Peiqin war in ihrem Element. Sie hatte das Buch Der Traum der Roten Kammer dabei. Für sie war ein Traum in Erfüllung gegangen.
»Schau mal, hier ist der Bambushain, wo sich Xiangyuan auf der steinernen Bank ausruht und Baoyu sie heimlich beobachtet«, sagte sie und blätterte in ihrem Buch, bis sie zu diesem Teil der Geschichte gelangte.
Auch Qinqin war bestens aufgelegt. Er rannte hm und her und versuchte, den Weg durch ein traditionelles chinesisches Gartenlabyrinth zu finden.
»Mach ein Foto von mir vor dem Zinnoberpavillon«, sagte sie.
Yu war bedrückt, aber Peiqin zuliebe versuchte er, dies zu verbergen, denn er wußte, wie sehr ihr dieser Garten am Herzen lag. Er richtete den Fotoapparat auf sie. Eine Touristengruppe kam vorüber und machte ebenfalls vor dem Pavillon halt. Der Reiseleiter hielt einen Vortrag über dieses architektonische Wunder. Peiqin lauschte gebannt und achtete in diesem Augenblick gar nicht mehr auf Yu. Er stand inmitten der Gruppe und nickte automatisch, hing jedoch seinen eigenen Gedanken nach.
Im Büro stand er unter ziemlichem Druck. Es war unangenehm, mit Kommissar Zhang zusammenzuarbeiten, und nach dem letzten Gruppentreffen war es noch schwieriger geworden. Mit Oberinspektor Chen war zwar besser auszukommen, aber er hielt offensichtlich noch immer irgendwelche Trumpfkarten vor ihm versteckt. Der Parteisekretär war zu Zhang und Chen recht freundlich, doch auf Yu lud er den ganzen Druck ab, und dabei war er nicht einmal der Ermittlungsleiter, ganz abgesehen davon, daß er für alle anderen Fälle der Abteilung de facto die Hauptverantwortung trug.

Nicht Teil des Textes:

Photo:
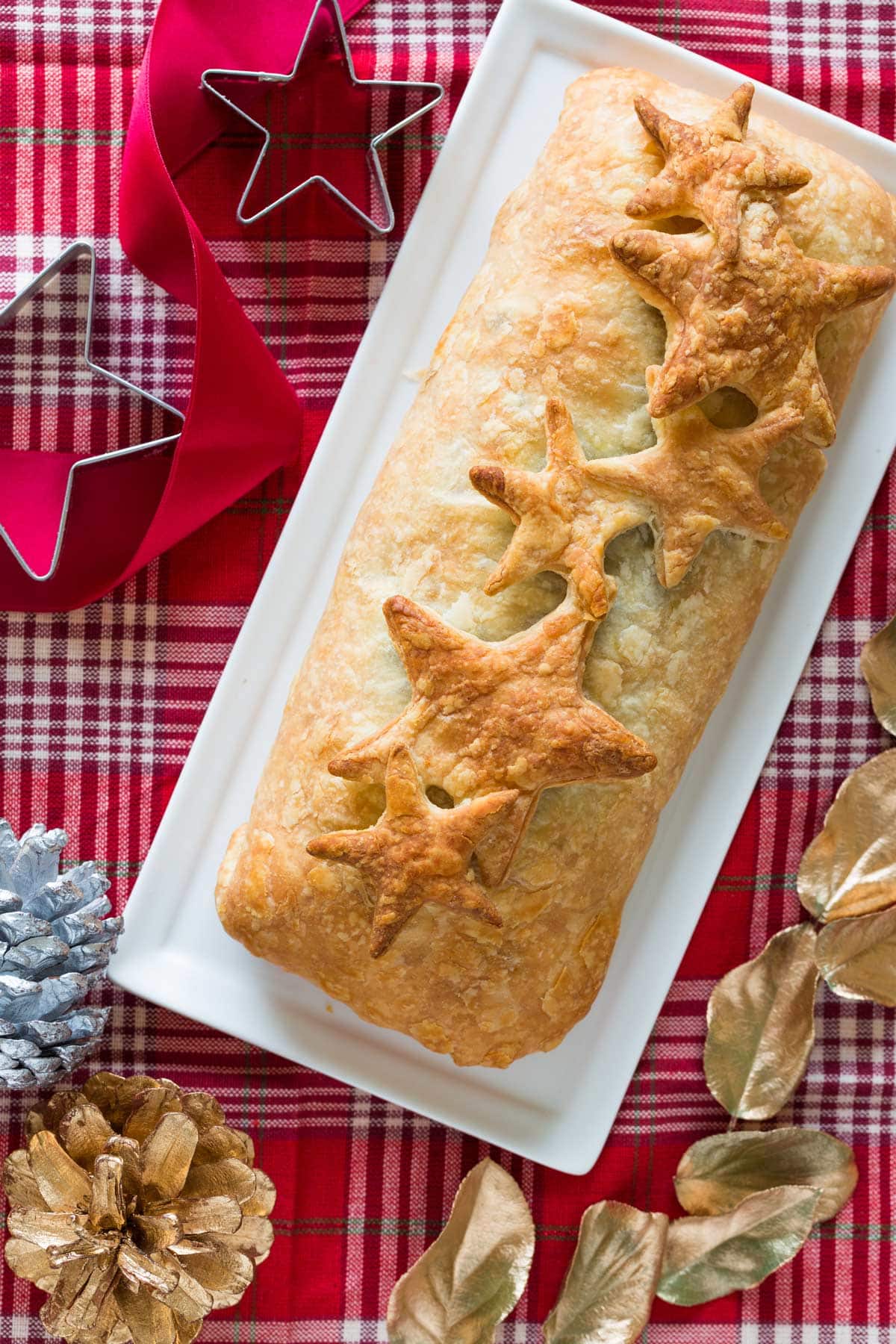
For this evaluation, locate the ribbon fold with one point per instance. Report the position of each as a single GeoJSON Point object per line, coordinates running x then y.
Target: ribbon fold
{"type": "Point", "coordinates": [242, 420]}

Seine neuerlichen Nachforschungen in der Taxizentrale und den Reisebüros hatten nichts ergeben. Die ausgeschriebene Belohnung für Informationen über verdächtige Fahrzeuglenker, die sich in der fraglichen Nacht in der Nähe des Kanals aufgehalten hatten, hatte ebenfalls noch keine Hinweise erbracht.
Chen war mit seiner Kaviartheorie bislang auch nicht weitergekommen.

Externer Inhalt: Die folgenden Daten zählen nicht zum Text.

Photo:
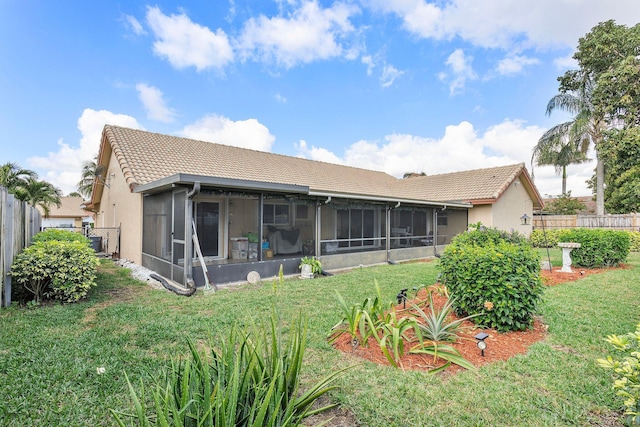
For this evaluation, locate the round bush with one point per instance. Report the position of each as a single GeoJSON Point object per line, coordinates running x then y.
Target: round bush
{"type": "Point", "coordinates": [499, 281]}
{"type": "Point", "coordinates": [544, 238]}
{"type": "Point", "coordinates": [62, 270]}
{"type": "Point", "coordinates": [599, 248]}
{"type": "Point", "coordinates": [634, 241]}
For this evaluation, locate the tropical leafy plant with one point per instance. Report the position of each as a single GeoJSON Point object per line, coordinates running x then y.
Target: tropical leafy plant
{"type": "Point", "coordinates": [316, 265]}
{"type": "Point", "coordinates": [391, 333]}
{"type": "Point", "coordinates": [598, 247]}
{"type": "Point", "coordinates": [436, 326]}
{"type": "Point", "coordinates": [252, 378]}
{"type": "Point", "coordinates": [502, 272]}
{"type": "Point", "coordinates": [360, 320]}
{"type": "Point", "coordinates": [626, 369]}
{"type": "Point", "coordinates": [64, 270]}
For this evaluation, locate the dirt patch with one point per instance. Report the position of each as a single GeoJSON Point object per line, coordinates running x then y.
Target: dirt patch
{"type": "Point", "coordinates": [555, 277]}
{"type": "Point", "coordinates": [500, 346]}
{"type": "Point", "coordinates": [115, 295]}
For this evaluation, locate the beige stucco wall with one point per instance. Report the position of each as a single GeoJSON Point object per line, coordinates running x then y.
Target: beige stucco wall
{"type": "Point", "coordinates": [482, 214]}
{"type": "Point", "coordinates": [119, 207]}
{"type": "Point", "coordinates": [514, 203]}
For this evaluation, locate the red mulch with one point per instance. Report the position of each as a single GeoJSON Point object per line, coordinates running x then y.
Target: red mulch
{"type": "Point", "coordinates": [500, 346]}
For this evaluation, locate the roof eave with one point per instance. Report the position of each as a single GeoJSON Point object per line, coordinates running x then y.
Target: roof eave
{"type": "Point", "coordinates": [189, 179]}
{"type": "Point", "coordinates": [395, 200]}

»Der Garten ist im 20. Jahrhundert erbaut worden. Er folgt den Schilderungen aus dem Traum der Roten Kammer, dem aus dem 18. Jahrhundert stammenden und seit Mitte des 19. Jahrhunderts meistgelesenen chinesischen Klassiker.« Der Reiseführer sprach gewandt, in einer Hand hielt er eine Zigarette mit einem langen Filter. »Die Gitterfenster, Türen und Holzsäulen entsprechen genau dem klassischen Vorbild, und auch im Mobiliar zeigen sich die Gepflogenheiten der damaligen Zeit. Sehen Sie sich diese Bambusbrücke an und auch die Farngrotte. Wir befinden uns hier mitten in dem Roman.«
Der Garten war bei den Freunden des Romans ein beliebter Ausflugsort. Peiqin hatte schon so lange davon gesprochen, ihn einmal zu besuchen, daß dieser Ausflug nun einfach nicht mehr hatte aufgeschoben werden können.